Se irán yendo despacio como la vida
las palabras. Se irán a otra parte
a seguir contemplando el fin de la hojarasca
entre la oscuridad del duermevela.
Pronunciarán un árbol, pero será un madero
flotando en tinta seca. Después marchitará
no habiendo sido el eco de una bizna asombrada.
Se irá yendo la vida.
Y no renacerá del polvo.
El amor cuando asoma a la locura
dicen que no es amor porque enciende
la otra cara de lo efímero. Pero nada
es eterno si furtivo languidece
en el grano de trigo
cuando el amor se asoma más arriba del amor
y desgrana la luz de los que aman
por un campo de estrellas perdidamente ausentes.
La que llega al amor y se entierra
más hondo que el antídoto del amor.
El veneno y la culpa,
la quebrantada tregua del odio.
El barro del amor y el fiel de su balanza
que llegan de la vida a saciarse en su muerte.
La que llega sin vida a saciarse del amor,
el tajo y el machete buscando ríos blancos
en la espuma del cuello, la cascada de sed
cuajada en el alféizar de la sangre.
La vampiresa insomne, la que huyó del vampiro
azul de la mirada
llegó con tres heridas al verso de Miguel.
Ay de la vida, el necio que la echó al laberinto.
Qué triste el minotauro,
que la supo sentada, qué asombro en su tristeza
arañando el dolor de encontrarla sonriendo.

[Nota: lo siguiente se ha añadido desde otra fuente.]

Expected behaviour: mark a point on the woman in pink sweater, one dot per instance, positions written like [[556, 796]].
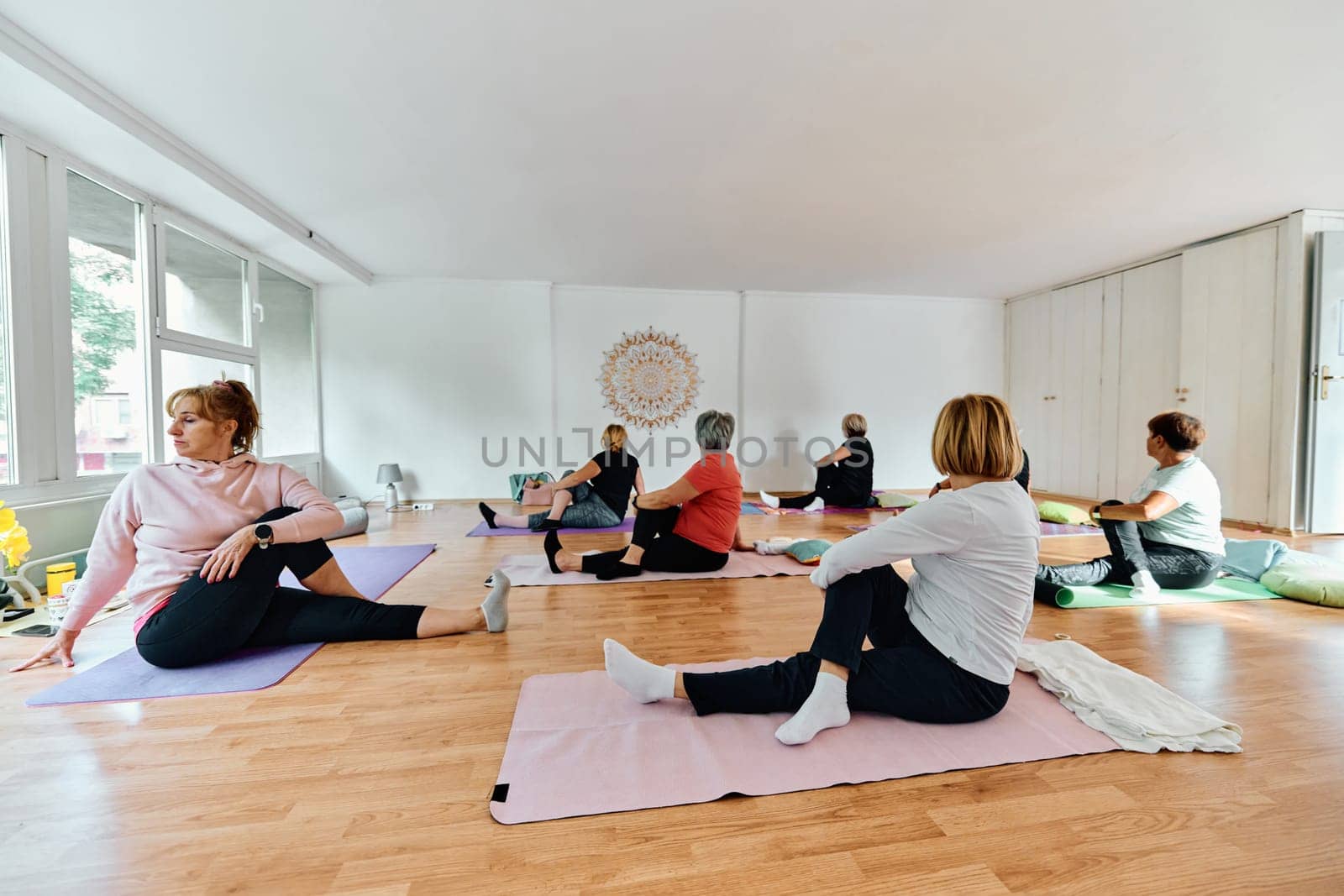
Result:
[[199, 544]]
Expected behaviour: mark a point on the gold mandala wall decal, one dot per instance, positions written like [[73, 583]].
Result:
[[649, 379]]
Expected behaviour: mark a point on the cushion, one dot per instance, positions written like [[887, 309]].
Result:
[[1068, 513], [1323, 584], [808, 551]]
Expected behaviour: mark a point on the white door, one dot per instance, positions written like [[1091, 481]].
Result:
[[1149, 355], [1028, 372], [1077, 351], [1229, 291], [1326, 484]]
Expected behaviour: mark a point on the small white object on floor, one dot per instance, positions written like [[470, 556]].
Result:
[[826, 707], [496, 602], [1146, 586], [774, 546], [638, 676], [1132, 710]]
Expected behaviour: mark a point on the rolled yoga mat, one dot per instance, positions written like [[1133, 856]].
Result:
[[125, 676], [1117, 595], [531, 569], [581, 746]]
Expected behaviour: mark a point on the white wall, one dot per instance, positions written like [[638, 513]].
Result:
[[811, 359], [409, 375], [417, 371]]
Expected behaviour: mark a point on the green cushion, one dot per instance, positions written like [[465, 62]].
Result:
[[808, 551], [1058, 512], [1323, 584]]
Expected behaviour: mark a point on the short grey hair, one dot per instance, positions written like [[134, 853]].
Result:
[[714, 430]]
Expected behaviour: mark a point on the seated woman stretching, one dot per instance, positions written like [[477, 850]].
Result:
[[201, 542], [1169, 535], [844, 477], [945, 644], [689, 527], [591, 497]]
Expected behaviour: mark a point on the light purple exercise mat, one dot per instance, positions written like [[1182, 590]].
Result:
[[581, 746], [374, 571]]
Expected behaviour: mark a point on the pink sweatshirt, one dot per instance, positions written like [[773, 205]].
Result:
[[165, 519]]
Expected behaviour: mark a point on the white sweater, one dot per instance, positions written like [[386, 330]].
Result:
[[974, 555]]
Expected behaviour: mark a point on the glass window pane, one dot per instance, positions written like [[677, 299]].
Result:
[[205, 289], [288, 369], [107, 313], [6, 430]]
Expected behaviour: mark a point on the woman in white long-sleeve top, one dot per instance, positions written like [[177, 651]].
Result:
[[945, 644]]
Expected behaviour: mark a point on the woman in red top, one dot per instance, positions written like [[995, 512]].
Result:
[[689, 527]]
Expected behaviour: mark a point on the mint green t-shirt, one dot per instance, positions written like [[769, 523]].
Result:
[[1198, 519]]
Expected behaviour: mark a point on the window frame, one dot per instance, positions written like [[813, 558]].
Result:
[[42, 383]]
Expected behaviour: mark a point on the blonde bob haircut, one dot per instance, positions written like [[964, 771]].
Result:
[[855, 425], [976, 436], [613, 437]]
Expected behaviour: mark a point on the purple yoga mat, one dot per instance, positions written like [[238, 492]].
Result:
[[581, 746], [374, 571], [483, 531]]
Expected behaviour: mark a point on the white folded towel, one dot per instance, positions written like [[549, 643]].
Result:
[[1133, 711]]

Bello pájaro efímero, no sé si nos tejiste
las alas de tu hambre, si volaste despacio
para saciar la sed y te marchaste al punto
donde el sueño se rompe en mil estalactitas.
Ay de la vida,
si saberla bastara y hubiera que morirla
o encerrarla en el vientre para que traiga hijos,
si acaso la parieran
las rocas que no saben que pueden ser sepulcros
y cayera de golpe su mármol florecido...
Ay de la vida, quién te mandó a engendrar
tentáculos hirientes sobre tu flor ingenua,
para después llorarlos.
Si un soplo de palabra se quedara en el corazón,
oculto de latidos, prisionero de arterias
y deseos quebrados, sería una burbuja
o, apenas, un rostro en la burbuja
asomado al reflejo, como esperando
la levedad aérea de no estar en la boca.
Si en la boca quedara el sabor de ese aliento
no besado y durmiente que cruje en la lengüeta de un oboe
como hoja reseca nada más que ser ascua
del eco de una sílaba, entonces esa música sin fondo,
esa entonación posible, quedaría enlazada
a una fruta solar que la recuerde inmensa.

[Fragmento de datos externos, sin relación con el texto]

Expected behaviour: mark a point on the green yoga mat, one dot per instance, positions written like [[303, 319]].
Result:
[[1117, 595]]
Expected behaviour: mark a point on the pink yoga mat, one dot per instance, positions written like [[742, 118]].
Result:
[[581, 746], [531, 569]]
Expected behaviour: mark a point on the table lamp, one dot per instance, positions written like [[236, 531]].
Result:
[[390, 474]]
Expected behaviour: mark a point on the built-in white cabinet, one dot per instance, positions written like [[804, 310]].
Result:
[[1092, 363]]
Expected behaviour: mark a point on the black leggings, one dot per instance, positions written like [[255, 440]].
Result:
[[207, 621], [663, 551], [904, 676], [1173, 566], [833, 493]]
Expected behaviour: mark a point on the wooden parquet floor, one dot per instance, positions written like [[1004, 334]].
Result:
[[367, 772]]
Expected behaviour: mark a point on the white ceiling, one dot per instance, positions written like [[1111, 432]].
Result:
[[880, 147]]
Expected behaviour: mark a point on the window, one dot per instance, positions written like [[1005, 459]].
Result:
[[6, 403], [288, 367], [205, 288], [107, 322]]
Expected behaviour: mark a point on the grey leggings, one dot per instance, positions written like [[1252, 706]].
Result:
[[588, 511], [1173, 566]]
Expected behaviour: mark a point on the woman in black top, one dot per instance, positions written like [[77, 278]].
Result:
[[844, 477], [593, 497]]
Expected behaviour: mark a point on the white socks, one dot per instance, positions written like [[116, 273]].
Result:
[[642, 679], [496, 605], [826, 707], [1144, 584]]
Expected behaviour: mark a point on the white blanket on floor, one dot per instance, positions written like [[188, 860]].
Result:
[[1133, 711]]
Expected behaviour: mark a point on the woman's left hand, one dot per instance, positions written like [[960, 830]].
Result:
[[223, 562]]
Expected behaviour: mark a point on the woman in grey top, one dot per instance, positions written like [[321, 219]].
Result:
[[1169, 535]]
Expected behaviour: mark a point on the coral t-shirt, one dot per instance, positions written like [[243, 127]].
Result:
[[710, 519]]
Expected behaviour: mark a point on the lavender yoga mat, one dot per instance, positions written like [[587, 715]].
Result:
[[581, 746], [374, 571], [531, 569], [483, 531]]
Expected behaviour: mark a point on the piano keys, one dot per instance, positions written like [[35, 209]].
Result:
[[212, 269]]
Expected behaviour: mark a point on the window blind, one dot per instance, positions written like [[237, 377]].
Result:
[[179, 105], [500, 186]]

Ya no basta la imagen, no basta ser un verbo
en la carne ingeniosa. Quedarse más allá
a mirar de la luz cómo pasa tu sombra.
A ti, a tu pequeñez ingenua de maizales heridos,
desde el liquen al quicio de la nada asumida,
desde aquella ignorancia del árbol que deslumbra
la conciencia del pájaro sobre el grano y el germen.
A ti, que no transcurres porque el río olvidó
tus zapatos al borde de un mar sobre las nubes
y tu muerte fue inversa cuando viviste ignoto
con la loza a la espalda y la razón sangrando.

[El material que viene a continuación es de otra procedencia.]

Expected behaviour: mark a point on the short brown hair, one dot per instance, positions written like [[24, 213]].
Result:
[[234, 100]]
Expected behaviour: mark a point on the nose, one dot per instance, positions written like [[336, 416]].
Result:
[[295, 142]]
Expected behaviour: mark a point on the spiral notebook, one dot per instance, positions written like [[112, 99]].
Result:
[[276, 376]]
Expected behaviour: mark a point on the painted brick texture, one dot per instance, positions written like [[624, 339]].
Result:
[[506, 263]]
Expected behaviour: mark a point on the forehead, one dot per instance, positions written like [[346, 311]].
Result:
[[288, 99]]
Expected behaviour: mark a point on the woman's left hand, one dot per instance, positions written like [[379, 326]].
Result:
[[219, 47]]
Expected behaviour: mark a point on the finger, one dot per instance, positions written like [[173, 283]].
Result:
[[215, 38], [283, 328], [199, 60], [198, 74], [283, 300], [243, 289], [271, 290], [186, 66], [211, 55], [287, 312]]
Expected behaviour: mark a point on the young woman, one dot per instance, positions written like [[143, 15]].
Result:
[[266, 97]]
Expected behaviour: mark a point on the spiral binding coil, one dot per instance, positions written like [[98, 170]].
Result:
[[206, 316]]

A ti que el corazón arrancaste del bosque
y fuiste la madera que late con las hojas,
carnaza que al otoño devuelve su carnada,
pez en el borrón transido del asombro.
Si un soplo de palabra o una burbuja tuya
fuera el cuerpo de un dios. Si en la boca de un duende
quedara la manzana tentando tu saliva,
calzarías la misma oquedad que el zapato,
el mismo soplo azul que se asoma al abismo
dondequiera que vayas o te quedes o estés.